Peru has introduced a controversial new data retention law that will allow authorities to access user data from telecoms, such as whom they communicate with and for how long and where they are communicating from. Crucially the decree states [Spanish] that location data is no longer a protected private communication under the Peruvian constitution.

Telecom providers in Peru will be required to retain this user data for one year. Authorities can access the data in real time as well as historical location data. Telecoms can also be obliged to retain data for an additional two years.

The Electronic Frontier Foundation reports that the decree was adopted with no public consultation and under legislation covering crime and public safety. The document mentions attempts to stem organised crime, drug trafficking, and illegal logging, but it was passed a day before a public holiday when it could possibly seep through the cracks unnoticed and avoid debate.
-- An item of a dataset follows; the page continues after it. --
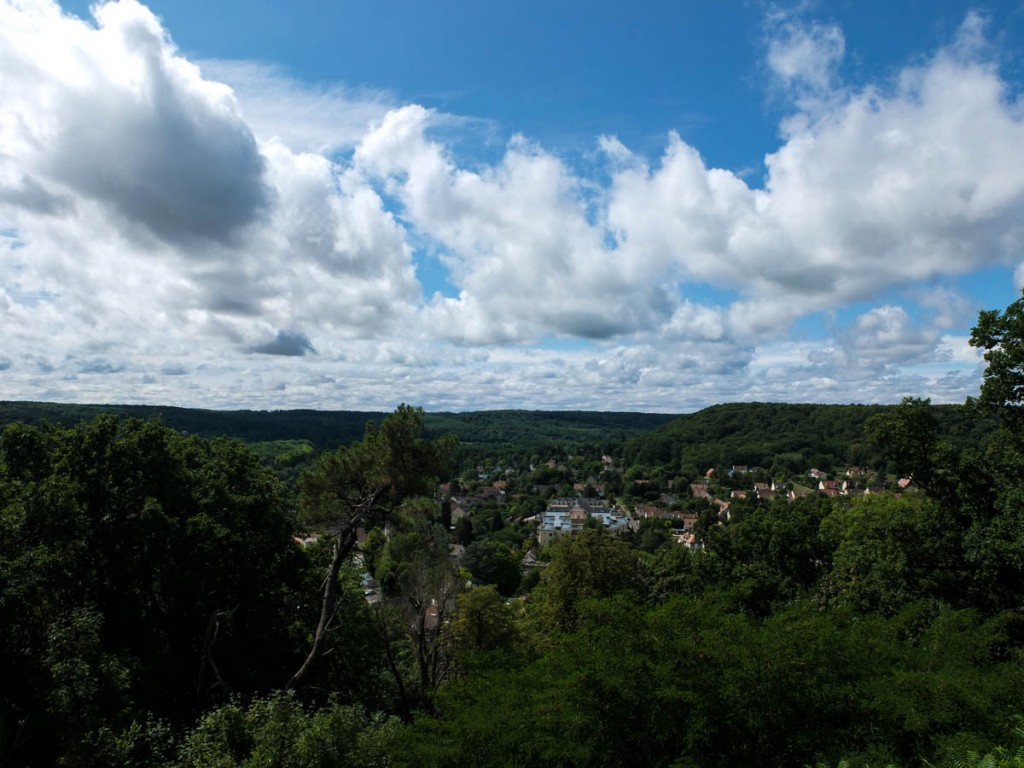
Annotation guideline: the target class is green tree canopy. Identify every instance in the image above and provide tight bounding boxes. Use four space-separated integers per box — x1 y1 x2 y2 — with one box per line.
0 417 310 765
Miguel Morachimo, director of NGO Hiperderecho, told the EFF that removing the privacy safeguards for location data is a clear mistake and gives the police too much power to access that data. “The fact that it was directly approved by the Executive Branch without prior debate and in the middle of national holiday season is especially undemocratic,” he said.

One of the biggest bones of contention with the Peruvian law is over geolocation data and removing its privacy safeguards in the face of growing concerns around the sensitivity of such data. In 2011 for example, the EU published its official opinion [PDF] on geolocation data, stating that because smartphones are inextricably linked to their owner, it can provide a “very intimate insight into the private life of the owners”.

“This will leave Peruvian police with access to more precise, more comprehensive, and more pervasive data than would ever have been possible under previous policies,” wrote Global Voices, which criticised the government for ignoring the potential abuses.